Section 727(a)(2)(A) of the Bankruptcy Code provides a debtor should not receive a discharge if the debtor with intent to hinder, delay, or defraud a creditor or an officer of the estate has transferred, destroyed, mutilated or concealed property of the debtor, within one year before the date of filing the petition. To warrant denial of discharge under § 727(a)(2)(A), a plaintiff must show: "(1) that the act complained of was done within one year prior to the date the petition was filed, (2) with actual intent to hinder, delay, or defraud a creditor, (3) that the act was that of the debtor, and (4) that the act consisted on transferring, removing, destroying, or concealing any of the debtor's property."90

Debtor specifically stated she opened the Wells Fargo Account to keep the Cord sale proceeds separate and so that no one, i.e., Kolb, could take the proceeds *383from her. Debtor never disclosed the Wells Fargo Account on her bankruptcy schedules or statements. She used around $ 98,000 from the sales proceeds to pay the mortgage encumbering her exempt homestead. In February 2016, Kolb filed a fraudulent transfer action against the Debtor.91 One week later, in March 2016, Debtor wrote checks to herself for cash withdrawing the balance of the monies, approximately $ 12,000, from the Wells Fargo Account. She testified she used the case for "living expenses." But, nothing in the record supports the Debtor's explanation.

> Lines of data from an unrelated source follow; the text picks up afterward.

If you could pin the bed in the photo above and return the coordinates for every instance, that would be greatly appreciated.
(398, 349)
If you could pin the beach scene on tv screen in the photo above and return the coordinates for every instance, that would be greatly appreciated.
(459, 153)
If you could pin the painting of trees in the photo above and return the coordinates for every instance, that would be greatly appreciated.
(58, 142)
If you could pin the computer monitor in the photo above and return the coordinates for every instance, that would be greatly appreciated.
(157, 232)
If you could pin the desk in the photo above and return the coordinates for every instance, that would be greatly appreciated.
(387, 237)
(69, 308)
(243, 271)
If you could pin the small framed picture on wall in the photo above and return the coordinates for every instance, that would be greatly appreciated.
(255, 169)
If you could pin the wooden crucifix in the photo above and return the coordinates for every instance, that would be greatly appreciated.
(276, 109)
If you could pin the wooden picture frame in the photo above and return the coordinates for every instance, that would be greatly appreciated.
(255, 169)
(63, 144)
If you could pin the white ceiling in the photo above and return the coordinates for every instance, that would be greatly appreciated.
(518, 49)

The Court finds the Debtor wrote checks totaling $ 12,000 to herself from the Wells Fargo Account in March 2016, within one year of filing bankruptcy on January 13, 2017, shortly after Kolb filed the fraudulent transfer action against her and with the actual intent to hinder, delay, or defraud a creditor (Kolb) and intending to transfer and conceal these monies from Kolb and later her Chapter 7 Trustee. The Court finds the Debtor had more cash than she disclosed on her schedules, and her discharge is denied on § 727(a)(2)(A).

Kolb's Claim 4 is Nondischargeable under § 523(a)(2)(A)

Kolb's Claim 4 also is nondischargeable under § 523(a)(2)(A) of the Bankruptcy Code. Kolb must prove nondischargeability under § 523(a) by a preponderance of the evidence.92 "Courts have generally interpreted § 523(a)(2)(A) to require the traditional elements of common law fraud."93 In the Complaint, Kolb alleged the Debtor acted under false pretenses, made materially false representations, and/or committed actual fraud when selling the Cord.94 In her closing argument, Kolb argued the Debtor's conduct supported an actual fraud allegation.95

Actual fraud precluding discharge " 'consists of any deceit, artifice, trick, or design involving [the] direct and active operation of the mind, used to circumvent and cheat another-something said, done or omitted with the design of perpetrating what is known to be a cheat or deception.' "96 The Court finds Kolb's claim is nondischargeable based on actual fraud due to the Debtor's designed scheme to sell the Cord when she knew it was subject to Kolb's claim and superior entitlement to possession of the Cord. Debtor's evasive answers to questions at her January 2015 deposition and to the Volusia County Sheriff's inquiry further supports this finding. The Court finds this scheme was intentionally designed to circumvent and cheat Kolb of her superior claim in the Cord and constitutes actual fraud and justifies finding her Claim 4 is not dischargeable.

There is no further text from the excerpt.